CEVP: Non-existent cost controls for the $7.5 billion IBR project
By Joe Cortright
Oregon DOT has a history of enormous cost overruns, and just told the Oregon and Washington Legislatures that the cost of the I-5 Bridge Replacement Program (IBR) had ballooned 54 percent, to as much as $7.5 billion.
To allay fears of poor management and further cost overruns, IBR officials testified they had completed a “Cost Estimate Validation Process” (CEVP). They assured legislators they had consulted independent subject matter experts and assessed more than 100 risks.
But asked for copies of the CEVP under the public records law, agency officials reported “no records exist” of the CEVP.
And the supposedly “nationally recognized” CEVP process has been around for more than a decade, was judged inadequate and error-filled for the Columbia River Crossing, and failed to detect key cost and schedule risks.
ODOT and WSDOT are more interested in deflecting criticism than in being accountable for—and correcting—runaway project costs.

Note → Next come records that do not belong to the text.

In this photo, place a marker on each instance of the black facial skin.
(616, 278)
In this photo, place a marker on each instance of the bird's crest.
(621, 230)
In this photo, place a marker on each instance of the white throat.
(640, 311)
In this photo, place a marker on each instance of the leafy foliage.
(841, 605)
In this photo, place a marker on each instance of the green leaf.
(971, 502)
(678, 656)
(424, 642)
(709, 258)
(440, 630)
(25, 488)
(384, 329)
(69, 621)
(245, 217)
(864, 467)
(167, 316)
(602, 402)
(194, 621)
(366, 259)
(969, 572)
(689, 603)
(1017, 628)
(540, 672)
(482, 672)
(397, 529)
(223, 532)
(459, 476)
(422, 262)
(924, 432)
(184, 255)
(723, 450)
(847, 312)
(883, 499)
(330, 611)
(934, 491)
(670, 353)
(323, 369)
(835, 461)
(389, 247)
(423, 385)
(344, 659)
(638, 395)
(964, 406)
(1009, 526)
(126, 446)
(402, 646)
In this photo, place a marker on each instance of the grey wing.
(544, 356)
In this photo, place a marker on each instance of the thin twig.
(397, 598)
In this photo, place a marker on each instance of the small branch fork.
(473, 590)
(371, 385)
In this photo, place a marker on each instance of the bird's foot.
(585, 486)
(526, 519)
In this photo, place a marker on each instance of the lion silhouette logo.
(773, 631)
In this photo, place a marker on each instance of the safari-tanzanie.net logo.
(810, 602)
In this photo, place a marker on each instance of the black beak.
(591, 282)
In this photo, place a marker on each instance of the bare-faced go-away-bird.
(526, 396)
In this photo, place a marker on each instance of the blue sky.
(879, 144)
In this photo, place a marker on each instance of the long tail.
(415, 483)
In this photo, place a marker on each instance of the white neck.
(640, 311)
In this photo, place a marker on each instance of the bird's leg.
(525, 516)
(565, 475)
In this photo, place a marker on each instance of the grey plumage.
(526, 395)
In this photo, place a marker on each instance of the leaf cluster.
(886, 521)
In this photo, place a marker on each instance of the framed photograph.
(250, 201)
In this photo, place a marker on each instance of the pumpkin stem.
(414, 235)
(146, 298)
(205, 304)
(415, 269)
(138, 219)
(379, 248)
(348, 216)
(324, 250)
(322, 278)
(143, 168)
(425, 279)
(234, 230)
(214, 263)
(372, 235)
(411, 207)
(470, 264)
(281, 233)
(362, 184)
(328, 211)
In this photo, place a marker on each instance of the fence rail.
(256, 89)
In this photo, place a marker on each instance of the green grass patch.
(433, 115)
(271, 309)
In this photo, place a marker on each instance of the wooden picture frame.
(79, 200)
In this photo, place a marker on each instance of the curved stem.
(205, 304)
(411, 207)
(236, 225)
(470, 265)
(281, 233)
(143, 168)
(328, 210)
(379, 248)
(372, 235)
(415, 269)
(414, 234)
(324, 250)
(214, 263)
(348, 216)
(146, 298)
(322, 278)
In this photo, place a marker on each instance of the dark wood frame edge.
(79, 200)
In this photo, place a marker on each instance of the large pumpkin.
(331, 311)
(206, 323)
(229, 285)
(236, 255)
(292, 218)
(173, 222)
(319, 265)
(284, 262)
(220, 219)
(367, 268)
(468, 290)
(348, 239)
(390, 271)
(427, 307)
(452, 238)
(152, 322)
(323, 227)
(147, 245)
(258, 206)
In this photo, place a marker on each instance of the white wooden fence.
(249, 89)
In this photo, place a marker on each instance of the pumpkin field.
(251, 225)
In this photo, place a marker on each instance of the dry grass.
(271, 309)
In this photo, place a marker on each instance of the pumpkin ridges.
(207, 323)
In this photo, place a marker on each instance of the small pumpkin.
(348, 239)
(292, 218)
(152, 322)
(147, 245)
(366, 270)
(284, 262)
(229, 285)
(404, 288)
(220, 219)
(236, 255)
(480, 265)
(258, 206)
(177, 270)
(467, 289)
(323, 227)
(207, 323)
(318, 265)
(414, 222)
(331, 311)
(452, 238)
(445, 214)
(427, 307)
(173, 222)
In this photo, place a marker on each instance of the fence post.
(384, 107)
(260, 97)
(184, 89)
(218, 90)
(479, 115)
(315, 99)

IBR, December 2022 Legislative Testimony: “A CEVP was recently completed.”
IBR, January 2023 response to public records request for the CEVP: “No records exist.”
The Oregon and Washington highway departments are pushing forward with something they call the “Interstate Bridge Replacement Project.” As we’ve pointed out at City Observatory, this project, which is actually a clone of the Columbia River Crossing that died a decade ago, is really a 5 mile long freeway widening project. And its one whose cost has ballooned to as much as $7.5 billion, according to estimates revealed in December 2022. This is part of a consistent pattern, the Oregon Department of Transportation has a long string of 100 percent cost-overruns on its major projects. Almost every large project the agency has undertaken in the past 20 years has ended up costing at least double—and sometimes triple—ts original cost estimate.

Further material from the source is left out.